A uniform magnetic field of $2 \times 10^{-3} \, \text{T}$ acts along positive Y-direction. A rectangular loop of sides 20 cm and 10 cm with current of 5 A is in the Y-Z plane. The current is in anticlockwise sense with reference to the negative X-axis.

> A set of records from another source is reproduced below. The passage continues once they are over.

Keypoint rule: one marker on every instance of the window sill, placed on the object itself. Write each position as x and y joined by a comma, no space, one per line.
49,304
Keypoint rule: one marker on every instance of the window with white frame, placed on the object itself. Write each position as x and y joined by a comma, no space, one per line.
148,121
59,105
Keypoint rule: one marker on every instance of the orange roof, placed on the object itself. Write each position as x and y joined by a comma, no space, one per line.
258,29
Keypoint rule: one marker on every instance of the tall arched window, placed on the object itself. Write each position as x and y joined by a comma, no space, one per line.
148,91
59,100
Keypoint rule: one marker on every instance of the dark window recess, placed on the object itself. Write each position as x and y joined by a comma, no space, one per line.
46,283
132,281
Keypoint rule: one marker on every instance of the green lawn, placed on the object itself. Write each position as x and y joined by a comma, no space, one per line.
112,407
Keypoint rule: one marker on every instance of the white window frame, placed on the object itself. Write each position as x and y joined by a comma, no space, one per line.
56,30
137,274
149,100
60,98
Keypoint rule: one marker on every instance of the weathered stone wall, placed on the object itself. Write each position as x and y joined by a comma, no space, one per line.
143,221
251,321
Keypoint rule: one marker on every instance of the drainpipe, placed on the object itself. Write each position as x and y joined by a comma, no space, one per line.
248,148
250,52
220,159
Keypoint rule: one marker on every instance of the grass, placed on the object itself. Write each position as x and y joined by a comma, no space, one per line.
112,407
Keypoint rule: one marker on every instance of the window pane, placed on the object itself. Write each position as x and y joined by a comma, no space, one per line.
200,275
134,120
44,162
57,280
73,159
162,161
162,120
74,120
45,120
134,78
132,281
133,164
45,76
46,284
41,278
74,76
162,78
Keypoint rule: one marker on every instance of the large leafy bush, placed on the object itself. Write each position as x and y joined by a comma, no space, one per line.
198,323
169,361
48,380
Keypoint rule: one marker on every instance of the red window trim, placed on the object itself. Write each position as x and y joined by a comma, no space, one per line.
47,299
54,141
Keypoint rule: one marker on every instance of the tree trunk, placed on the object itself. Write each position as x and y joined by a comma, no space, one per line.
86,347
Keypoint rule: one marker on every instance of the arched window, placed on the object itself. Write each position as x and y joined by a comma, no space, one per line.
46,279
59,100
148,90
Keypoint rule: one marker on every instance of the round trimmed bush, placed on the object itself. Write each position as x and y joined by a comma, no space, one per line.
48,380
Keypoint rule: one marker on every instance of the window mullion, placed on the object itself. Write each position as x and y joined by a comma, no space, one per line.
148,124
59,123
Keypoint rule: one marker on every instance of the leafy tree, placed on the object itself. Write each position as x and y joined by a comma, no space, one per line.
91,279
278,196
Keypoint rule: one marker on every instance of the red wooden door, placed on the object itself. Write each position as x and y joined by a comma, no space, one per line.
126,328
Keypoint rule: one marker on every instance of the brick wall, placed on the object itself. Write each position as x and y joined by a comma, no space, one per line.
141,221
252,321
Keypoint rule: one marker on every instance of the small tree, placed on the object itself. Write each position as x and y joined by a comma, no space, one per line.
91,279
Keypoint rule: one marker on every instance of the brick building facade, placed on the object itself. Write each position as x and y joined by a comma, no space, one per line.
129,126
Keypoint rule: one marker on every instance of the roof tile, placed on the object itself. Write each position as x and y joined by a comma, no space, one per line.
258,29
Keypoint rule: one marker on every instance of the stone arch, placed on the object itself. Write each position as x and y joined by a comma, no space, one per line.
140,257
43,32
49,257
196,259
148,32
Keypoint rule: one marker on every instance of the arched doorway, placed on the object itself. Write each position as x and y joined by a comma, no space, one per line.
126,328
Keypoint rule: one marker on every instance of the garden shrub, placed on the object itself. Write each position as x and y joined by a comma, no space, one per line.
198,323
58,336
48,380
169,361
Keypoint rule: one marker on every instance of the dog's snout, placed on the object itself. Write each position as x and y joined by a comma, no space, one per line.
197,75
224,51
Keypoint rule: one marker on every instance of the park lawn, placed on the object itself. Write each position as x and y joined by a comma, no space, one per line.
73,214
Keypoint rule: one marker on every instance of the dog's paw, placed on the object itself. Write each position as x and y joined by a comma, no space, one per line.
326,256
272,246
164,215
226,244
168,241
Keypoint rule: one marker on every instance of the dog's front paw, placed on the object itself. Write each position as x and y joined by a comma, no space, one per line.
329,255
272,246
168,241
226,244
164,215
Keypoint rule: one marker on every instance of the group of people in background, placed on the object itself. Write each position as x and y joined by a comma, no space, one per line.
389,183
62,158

Magnitude and direction of the torque is:

• A. $2 \times 10^{-4} \, \text{N} \, \text{m}$ along positive Z-direction
• B. $2 \times 10^{-4} \, \text{N} \, \text{m}$ along negative Z-direction
• C. $2 \times 10^{-4} \, \text{N} \, \text{m}$ along positive X-direction
• D. $2 \times 10^{-4} \, \text{N} \, \text{m}$ along positive Y-direction

Answer 1

Answer: (B)

$2 \times 10^{-4} \, \text{N} \, \text{m}$ along negative Z-direction

Answer 2

The magnetic moment $\vec{M}$ is given by:

$\vec{M} = I \vec{A}.$

With $I = 5 \, \text{A}$, $A = 0.2 \times 0.1 = 0.02 \, \text{m}^2$, and $\vec{A} = 0.02 \, \hat{i}$, we get:

$\vec{M} = 5 \times 0.02 \, \hat{i} = 0.1 \, \hat{i}.$

The torque $\vec{\tau}$ is given by:

$\vec{\tau} = \vec{M} \times \vec{B}.$

Substituting $\vec{B} = 2 \times 10^{-3} \, \hat{j}$:

$\vec{\tau} = 0.1 \, \hat{i} \times 2 \times 10^{-3} \, \hat{j} = 2 \times 10^{-4} \, (-\hat{k}) = 2 \times 10^{-4} \, \text{Nm}.$

Therefore, the answer is:

$2 \times 10^{-4} \, \text{Nm} \text{ along the negative Z-direction.}$